Behavioural targeting is a technique used by online marketers and advertisers to increase the effectiveness of their campaigns. Behavioural targeting uses information collected from the target customers web browser behavior to customize the types of advertisements they receive. Behavioural targeting can be divided into onsite behavioural targeting or network behavioural targeting depending on the type of tracking implemented.
Onsite Behavioural Targeting- companies capture and record the locations user visits when accessing their website. They accomplish this by placing a tracking cookie with a unique ID tag in the temporary storage of each user's web browser. They use the resulting data to build profiles about each respective user, and then use these profiles to retarget specific advertisements when the user returns to the website.
Network Behavioural Targeting- when companies track across a broader network of websites. It is usually used by advertising agencies that operate across a large number of partner sites. Network behavioural targeting is useful because it provides companies with a clear, more comprehensive picture of their user's web browsing behaviour. Anytime you can gather more data about your statistical topic, it becomes more significant and valid. Therefore, collecting data from more than one website is more indicative of a user's true behaviour.

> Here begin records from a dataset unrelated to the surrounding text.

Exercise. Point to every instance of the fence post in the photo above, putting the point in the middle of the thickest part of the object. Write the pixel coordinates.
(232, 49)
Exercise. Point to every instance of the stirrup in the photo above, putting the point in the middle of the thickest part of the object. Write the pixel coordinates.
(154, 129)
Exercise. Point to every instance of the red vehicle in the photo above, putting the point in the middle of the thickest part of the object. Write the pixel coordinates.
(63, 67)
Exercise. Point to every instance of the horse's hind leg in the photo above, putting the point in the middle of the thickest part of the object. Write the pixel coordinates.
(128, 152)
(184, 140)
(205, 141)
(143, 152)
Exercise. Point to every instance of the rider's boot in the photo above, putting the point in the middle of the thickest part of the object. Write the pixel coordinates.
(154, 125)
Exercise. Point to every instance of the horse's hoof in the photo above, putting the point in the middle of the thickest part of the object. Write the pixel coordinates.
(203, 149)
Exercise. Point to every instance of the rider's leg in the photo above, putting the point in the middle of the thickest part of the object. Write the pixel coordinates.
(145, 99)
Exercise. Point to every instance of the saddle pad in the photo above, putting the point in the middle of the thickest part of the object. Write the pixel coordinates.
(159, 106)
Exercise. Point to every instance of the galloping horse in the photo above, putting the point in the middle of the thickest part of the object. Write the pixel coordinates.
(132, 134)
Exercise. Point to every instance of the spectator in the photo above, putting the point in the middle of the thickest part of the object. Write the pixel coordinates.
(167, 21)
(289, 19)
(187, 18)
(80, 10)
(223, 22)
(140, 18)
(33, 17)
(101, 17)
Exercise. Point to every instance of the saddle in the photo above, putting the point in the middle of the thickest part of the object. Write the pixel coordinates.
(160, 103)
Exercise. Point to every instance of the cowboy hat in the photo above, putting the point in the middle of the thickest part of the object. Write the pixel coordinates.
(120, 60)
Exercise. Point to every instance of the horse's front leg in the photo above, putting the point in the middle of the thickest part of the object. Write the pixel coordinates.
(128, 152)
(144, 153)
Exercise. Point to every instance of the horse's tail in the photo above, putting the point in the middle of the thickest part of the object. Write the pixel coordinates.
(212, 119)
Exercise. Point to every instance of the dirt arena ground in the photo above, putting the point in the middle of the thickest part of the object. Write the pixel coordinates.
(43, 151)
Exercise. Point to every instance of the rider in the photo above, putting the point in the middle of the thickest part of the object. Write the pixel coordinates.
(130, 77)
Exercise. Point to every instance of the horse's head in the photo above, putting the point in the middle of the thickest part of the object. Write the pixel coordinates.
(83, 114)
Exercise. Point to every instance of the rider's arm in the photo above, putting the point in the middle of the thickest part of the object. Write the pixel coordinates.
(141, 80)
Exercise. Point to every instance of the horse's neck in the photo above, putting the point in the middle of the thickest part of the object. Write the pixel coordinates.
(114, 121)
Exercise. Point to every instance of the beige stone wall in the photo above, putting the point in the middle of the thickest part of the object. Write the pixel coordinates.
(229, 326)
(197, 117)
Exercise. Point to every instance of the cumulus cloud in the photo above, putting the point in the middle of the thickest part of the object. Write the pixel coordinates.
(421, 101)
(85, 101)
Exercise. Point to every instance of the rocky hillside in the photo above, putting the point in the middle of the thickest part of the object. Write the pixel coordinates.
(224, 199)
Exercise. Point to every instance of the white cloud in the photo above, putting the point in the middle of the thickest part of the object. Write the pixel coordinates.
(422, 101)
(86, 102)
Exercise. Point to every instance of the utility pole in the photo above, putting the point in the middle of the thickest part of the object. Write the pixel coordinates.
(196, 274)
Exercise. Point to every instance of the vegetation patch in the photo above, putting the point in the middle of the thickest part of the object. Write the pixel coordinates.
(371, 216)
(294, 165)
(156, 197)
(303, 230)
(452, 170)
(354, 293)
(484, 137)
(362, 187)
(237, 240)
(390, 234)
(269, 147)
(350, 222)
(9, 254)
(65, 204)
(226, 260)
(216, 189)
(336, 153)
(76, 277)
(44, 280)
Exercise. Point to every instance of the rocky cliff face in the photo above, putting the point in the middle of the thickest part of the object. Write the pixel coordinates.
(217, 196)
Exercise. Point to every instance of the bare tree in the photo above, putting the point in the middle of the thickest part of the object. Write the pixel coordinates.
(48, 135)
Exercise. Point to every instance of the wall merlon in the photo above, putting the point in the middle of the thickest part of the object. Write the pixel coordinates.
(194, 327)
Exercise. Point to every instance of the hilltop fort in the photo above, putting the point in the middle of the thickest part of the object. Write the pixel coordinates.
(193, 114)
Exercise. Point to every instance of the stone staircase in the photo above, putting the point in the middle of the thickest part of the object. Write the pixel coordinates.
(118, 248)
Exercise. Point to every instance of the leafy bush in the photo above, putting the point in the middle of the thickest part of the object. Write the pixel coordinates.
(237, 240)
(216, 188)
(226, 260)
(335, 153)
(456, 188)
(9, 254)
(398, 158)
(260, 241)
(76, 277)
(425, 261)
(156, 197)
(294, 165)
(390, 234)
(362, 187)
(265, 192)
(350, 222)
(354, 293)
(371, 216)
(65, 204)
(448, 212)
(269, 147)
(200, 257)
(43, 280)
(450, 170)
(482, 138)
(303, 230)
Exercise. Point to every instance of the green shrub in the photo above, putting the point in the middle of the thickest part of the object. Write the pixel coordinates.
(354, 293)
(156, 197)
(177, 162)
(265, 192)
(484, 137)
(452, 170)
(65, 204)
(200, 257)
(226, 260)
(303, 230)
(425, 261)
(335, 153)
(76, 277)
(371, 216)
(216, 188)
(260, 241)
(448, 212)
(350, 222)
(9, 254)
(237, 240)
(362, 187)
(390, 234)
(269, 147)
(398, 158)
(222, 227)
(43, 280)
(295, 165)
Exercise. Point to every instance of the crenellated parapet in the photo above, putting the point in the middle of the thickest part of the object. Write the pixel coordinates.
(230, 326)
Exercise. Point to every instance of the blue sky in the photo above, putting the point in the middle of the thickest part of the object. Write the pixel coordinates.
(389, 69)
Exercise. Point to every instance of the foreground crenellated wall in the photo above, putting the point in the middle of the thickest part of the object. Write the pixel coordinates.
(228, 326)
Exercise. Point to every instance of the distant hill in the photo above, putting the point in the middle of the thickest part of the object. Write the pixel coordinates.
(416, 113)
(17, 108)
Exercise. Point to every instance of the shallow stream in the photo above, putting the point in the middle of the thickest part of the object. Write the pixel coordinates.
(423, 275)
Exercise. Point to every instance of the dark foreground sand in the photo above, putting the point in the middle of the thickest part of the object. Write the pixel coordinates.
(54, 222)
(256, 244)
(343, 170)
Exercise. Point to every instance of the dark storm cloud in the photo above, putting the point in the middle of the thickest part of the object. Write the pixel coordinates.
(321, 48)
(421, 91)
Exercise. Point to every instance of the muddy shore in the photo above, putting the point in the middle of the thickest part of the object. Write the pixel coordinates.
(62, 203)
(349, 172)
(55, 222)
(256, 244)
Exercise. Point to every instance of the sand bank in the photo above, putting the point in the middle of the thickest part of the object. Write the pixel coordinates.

Naturally, some people feel that this access of their web browser history and cookies is a violation of personal privacy. They feel as though the data collected for targeted advertising is crossing the line. These standards are not fully resolved yet, however, various advocacy groups are taking initiative to voice their displeasure. The groups are stating how they do not wish to have their behaviour tracked and so far, "opt-out" pages have been created and are maintained. Some of these opt-out pages are maintained by the NAI, the eDAA, and the DAAC.
In December 2010, online tracking agency Quantcast settled their class action lawsuit agreeing to pay $2.4 million for the illegal tracking of customer data. They utilized "zombie cookies" which would regenerate and continue tracking consumer behaviour even after they were deleted or removed. These zombie cookies were used on partner sites including MTV, Hulu, and even ESPN.
Behavioural targeting and tracking have become a topic of hot debate because tracking mechanisms without customer consent are highly frowned upon, yet this tracking is vital to the financial backbone of the internet and ecommerce websites today.